これまでも来日公演で、あるいは現地公演で、何度も名演に巡り会い、感銘を受けている。
にもかかわらず、だ。
どうもすっきりしない。なんか釈然としない。
世界の歌劇場におけるスカラ座の位置は、いまさら私が言うまでもなく、ウィーンと並んで「世界最高」である。
ではなぜスカラ座は世界最高なのか?
それはスカラ座が、イタリアオペラの殿堂であり、総本山だからだ。イタリアオペラの最高峰であるがゆえに、世界最高なのだ。

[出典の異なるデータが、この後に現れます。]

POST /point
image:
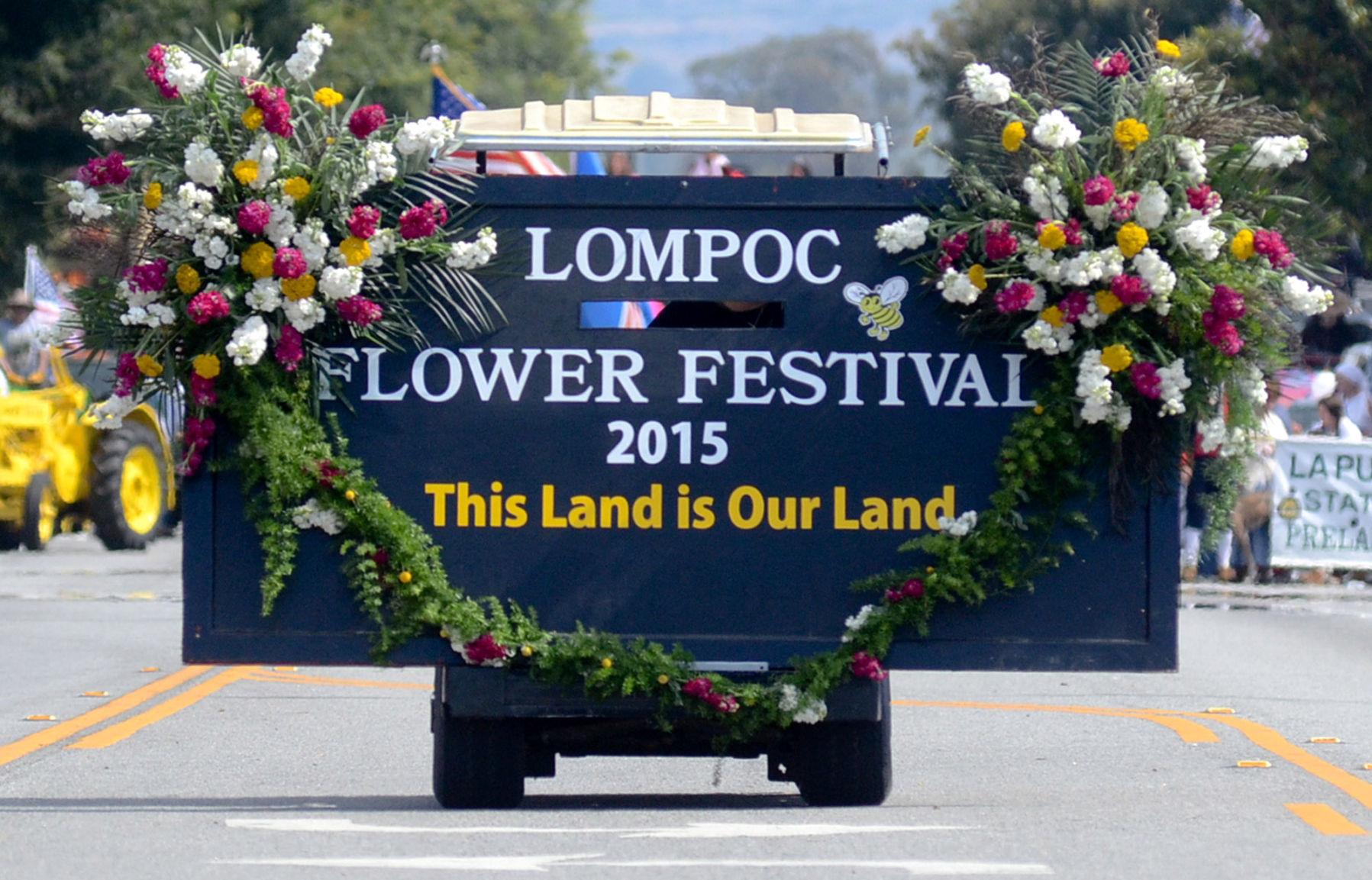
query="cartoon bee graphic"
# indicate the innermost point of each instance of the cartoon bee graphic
(878, 310)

蝶々夫人、トゥーランドットやオテロ、ファルスタッフなどの多くの名作がここで初演され、トスカニーニ、セラフィン、サバタ、アバド、ムーティらがつないできた栄光。燦然と輝く伝統。スカラ座はイタリアの国家的文化財産であり、死守すべきイタリア芸術の最後の砦である。
まず、トップである総裁にフランス人を招いた。演目を増やし、ドイツ物、フランス物、ロシア物など多彩なプログラムが並ぶようになった。指揮者も歌手も演出家も世界からキャスティングするようになった。
今回のバレンボイムの就任はこうした一連の流れをそのまま受けている。
私は危惧する。
それとも、単純に、イタリアの人材が不足し、底力が低下しているのであろうか。